The Israel Studies Program at Mada al-Carmel – The Arab Center for Applied Social Research, has published a new paper titled “Israel’s Academia Deepens Colonial Control After the Gaza War,” authored by researcher and writer Dr. Saher Ghazzawi.
This study addresses the role of Israeli academia in the aftermath of the ceasefire in the Gaza Strip. It proceeds from the premise that academia is not just a supporting field of knowledge, but rather a structural actor that contributes to the production of a security-military discourse that lends colonial violence a technical veneer. The role it plays does not represent a qualitative shift as much as the entrenchment of an existing function, manifested in the reformulation of concepts of security, deterrence, and conflict management within an approach that focuses on efficiency, while relegating legal and political dimensions to the margins. The study is based on a critical analysis of research and studies published by Israeli and Western research centers, and reveals how the integration of the militarization of knowledge with the securitization of consciousness polices the boundaries of legitimate knowledge and erases the Palestinian as a knowing subject, thereby effectively preventing an alternative, liberating epistemic horizon from emerging.
The study concludes that the militarization of knowledge and the securitization of consciousness are not imposed on the academic sphere from the outside, but are embodied within it, through language, the modes of representing actors, and the boundaries of legitimate discourse. The practical examples analyzed in the study demonstrate that this role is not confined to the conceptual level, but extends to the structure of the academic field itself, where the conditions for knowledge production are re-ordered through the definition of what is considered legitimate knowledge, who has the right to produce it, and what is excluded from it.
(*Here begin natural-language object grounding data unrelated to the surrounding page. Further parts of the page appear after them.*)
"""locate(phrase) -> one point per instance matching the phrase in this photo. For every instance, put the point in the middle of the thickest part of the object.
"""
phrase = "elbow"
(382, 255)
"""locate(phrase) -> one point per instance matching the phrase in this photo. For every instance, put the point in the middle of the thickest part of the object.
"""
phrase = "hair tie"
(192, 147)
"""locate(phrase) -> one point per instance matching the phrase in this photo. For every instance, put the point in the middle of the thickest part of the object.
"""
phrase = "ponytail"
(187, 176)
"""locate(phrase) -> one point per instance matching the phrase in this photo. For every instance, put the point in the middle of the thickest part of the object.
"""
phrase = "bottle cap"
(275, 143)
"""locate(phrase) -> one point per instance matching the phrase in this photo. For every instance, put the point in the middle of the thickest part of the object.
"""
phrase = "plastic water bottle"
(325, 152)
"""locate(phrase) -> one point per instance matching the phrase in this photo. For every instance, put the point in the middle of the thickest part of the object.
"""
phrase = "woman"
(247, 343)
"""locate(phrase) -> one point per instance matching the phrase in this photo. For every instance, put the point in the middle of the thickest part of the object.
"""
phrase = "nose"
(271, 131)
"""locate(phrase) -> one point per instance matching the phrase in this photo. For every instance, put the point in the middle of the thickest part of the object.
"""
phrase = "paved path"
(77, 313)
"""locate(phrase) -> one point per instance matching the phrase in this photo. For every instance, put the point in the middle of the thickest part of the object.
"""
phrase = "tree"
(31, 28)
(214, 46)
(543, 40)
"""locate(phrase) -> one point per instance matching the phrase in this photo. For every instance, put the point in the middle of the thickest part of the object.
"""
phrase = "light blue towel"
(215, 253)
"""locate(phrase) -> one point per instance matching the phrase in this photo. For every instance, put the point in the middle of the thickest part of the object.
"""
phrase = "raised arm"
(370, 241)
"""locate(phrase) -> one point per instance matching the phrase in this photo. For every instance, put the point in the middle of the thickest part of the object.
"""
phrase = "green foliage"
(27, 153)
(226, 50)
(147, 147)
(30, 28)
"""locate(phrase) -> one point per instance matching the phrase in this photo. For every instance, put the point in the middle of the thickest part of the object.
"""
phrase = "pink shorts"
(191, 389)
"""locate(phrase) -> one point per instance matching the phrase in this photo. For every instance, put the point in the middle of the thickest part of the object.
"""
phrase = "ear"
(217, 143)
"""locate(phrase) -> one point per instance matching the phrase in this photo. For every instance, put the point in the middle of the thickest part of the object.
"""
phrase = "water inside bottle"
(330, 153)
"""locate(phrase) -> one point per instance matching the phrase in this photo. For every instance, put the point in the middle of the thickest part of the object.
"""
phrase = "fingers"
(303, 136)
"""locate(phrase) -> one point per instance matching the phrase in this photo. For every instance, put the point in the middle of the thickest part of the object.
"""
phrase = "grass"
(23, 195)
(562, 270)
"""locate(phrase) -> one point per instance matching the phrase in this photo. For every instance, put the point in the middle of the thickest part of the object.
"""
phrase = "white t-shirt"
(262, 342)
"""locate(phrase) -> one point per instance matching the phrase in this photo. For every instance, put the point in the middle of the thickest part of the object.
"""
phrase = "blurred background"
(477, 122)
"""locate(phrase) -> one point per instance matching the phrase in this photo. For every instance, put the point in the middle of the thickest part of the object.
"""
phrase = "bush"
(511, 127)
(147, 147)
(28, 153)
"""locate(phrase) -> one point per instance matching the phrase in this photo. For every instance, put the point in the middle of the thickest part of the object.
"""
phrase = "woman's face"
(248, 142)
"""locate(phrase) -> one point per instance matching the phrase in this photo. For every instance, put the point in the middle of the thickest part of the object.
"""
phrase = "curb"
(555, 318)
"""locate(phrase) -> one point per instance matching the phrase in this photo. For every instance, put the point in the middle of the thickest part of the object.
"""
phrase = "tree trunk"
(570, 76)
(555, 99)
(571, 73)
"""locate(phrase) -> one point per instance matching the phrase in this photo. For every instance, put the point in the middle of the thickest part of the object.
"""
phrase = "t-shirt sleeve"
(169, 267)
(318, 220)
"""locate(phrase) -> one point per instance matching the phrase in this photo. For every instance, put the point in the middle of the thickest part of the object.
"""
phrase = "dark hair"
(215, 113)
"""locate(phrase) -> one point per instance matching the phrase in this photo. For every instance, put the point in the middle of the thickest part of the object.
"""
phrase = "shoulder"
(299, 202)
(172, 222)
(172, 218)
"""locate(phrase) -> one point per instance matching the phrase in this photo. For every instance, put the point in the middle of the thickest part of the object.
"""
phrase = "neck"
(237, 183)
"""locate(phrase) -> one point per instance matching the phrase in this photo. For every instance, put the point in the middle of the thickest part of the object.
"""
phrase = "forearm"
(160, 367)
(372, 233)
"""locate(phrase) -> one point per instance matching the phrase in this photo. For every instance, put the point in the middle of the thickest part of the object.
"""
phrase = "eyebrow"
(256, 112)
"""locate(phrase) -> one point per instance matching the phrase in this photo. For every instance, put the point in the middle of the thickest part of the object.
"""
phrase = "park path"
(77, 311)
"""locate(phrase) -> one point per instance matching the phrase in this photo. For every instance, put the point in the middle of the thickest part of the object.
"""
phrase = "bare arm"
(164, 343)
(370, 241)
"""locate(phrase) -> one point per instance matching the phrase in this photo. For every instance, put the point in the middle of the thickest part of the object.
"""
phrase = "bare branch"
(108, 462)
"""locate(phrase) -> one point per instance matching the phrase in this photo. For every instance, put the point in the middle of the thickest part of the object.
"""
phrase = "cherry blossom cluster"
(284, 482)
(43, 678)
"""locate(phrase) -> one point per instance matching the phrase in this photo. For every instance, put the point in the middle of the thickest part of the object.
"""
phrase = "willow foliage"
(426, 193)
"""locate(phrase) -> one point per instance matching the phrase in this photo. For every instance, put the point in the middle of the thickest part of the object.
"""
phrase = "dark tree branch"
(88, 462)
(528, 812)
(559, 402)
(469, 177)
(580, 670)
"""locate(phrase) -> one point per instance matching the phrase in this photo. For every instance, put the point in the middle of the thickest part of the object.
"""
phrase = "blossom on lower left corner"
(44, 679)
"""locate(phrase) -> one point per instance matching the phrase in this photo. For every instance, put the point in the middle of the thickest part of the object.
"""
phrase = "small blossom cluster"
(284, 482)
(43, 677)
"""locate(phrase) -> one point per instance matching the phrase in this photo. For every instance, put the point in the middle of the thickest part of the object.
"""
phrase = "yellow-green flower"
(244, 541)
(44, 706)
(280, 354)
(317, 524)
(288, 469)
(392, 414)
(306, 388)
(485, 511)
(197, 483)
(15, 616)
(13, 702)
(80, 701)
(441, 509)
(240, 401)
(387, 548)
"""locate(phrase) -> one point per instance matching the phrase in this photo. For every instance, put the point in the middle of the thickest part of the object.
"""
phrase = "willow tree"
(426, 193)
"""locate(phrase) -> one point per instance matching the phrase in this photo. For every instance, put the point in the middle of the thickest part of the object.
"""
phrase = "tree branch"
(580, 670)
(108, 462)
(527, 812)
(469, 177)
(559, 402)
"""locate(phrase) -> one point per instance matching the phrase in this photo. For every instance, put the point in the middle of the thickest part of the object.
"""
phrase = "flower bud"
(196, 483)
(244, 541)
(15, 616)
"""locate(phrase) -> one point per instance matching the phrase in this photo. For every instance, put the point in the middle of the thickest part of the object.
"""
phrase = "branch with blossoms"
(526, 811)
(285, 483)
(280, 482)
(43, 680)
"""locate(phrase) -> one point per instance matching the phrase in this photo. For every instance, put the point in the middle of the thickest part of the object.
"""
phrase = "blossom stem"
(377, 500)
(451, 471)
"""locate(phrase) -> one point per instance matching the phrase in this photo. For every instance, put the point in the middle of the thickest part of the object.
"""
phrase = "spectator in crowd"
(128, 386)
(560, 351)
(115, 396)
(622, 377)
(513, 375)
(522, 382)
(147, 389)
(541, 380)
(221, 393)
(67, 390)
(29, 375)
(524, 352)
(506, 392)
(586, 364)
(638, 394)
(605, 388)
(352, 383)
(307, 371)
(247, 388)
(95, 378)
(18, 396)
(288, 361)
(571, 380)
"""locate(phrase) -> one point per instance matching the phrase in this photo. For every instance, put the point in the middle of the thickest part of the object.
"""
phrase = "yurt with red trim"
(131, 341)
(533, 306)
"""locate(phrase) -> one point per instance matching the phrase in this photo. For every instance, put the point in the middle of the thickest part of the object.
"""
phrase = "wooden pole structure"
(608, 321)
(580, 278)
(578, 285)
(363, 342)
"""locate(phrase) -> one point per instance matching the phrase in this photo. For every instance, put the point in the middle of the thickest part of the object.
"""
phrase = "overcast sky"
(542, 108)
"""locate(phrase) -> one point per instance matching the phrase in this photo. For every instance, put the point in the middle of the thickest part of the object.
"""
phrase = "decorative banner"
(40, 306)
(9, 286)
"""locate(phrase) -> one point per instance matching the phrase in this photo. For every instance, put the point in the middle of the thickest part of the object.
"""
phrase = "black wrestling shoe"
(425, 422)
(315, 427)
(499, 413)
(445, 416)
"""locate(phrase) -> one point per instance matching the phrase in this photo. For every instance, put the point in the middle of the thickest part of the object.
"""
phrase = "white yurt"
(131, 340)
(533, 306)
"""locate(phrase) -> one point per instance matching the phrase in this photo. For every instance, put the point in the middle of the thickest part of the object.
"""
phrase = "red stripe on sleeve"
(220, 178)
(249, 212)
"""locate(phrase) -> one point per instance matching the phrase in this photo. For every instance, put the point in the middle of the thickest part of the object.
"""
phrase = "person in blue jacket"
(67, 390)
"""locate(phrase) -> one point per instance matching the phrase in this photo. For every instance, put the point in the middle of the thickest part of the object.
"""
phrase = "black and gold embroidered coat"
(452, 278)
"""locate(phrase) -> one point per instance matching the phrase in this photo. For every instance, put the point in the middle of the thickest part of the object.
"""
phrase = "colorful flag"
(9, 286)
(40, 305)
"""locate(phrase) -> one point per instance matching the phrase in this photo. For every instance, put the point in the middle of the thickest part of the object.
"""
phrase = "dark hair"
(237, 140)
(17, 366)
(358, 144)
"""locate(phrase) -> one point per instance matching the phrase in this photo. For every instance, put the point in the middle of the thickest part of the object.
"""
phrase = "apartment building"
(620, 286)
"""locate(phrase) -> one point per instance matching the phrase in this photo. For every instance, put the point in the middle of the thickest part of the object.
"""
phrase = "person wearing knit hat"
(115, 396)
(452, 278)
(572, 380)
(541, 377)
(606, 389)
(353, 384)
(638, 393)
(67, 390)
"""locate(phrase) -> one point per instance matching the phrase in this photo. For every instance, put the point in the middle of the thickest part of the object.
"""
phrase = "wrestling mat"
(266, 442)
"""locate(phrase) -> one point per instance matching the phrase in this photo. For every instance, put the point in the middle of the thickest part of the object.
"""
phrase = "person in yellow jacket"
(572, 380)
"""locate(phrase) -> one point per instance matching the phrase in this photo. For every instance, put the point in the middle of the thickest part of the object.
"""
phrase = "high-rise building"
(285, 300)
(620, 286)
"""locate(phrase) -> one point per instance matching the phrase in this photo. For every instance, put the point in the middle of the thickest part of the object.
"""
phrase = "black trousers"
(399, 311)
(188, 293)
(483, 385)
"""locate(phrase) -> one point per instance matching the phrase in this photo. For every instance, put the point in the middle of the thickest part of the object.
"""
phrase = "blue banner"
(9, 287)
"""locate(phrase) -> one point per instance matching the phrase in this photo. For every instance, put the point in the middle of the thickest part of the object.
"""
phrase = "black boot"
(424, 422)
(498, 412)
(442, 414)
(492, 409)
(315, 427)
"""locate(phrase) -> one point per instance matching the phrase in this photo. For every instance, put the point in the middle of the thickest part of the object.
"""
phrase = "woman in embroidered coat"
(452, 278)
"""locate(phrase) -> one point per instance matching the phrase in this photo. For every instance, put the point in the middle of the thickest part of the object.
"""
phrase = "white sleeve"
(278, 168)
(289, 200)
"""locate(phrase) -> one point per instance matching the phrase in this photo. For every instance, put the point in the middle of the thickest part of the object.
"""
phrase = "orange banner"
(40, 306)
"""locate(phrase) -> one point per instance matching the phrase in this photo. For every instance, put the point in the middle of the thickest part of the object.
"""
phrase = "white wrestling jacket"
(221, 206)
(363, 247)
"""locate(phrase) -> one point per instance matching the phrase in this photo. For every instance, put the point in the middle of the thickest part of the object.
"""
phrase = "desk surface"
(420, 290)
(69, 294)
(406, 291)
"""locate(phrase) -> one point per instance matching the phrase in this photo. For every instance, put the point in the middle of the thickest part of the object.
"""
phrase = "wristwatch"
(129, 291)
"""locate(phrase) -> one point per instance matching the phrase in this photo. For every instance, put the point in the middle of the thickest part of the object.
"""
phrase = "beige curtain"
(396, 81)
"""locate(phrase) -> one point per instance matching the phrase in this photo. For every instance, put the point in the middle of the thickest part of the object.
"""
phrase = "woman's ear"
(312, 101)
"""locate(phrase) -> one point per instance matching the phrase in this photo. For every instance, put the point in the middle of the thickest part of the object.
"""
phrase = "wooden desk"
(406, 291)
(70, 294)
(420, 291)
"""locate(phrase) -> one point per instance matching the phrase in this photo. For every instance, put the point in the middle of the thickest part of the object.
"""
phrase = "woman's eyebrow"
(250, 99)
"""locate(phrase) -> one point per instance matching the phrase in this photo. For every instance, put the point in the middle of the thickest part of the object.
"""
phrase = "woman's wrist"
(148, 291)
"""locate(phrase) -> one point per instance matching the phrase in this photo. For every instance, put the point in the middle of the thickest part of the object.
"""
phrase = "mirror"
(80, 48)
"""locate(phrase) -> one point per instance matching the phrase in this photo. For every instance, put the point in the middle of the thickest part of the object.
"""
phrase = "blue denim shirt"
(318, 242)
In this context, the erasure of the Palestinian does not appear as an inadvertent absence, but rather as part of an epistemic structure that re-represents him through a security logic, transforming him into an object to be controlled instead of a meaning-producing subject. This development does not represent a qualitative shift so much as it reflects an expansion of the role historically played by Israeli academia in service of the settler-colonial project. However, the war on the Gaza Strip cast the intensified use of these mechanisms within the academic field into sharp relief, including the narrowing of the margins for criticism and the redefinition of academic legitimacy within a security-nationalist horizon.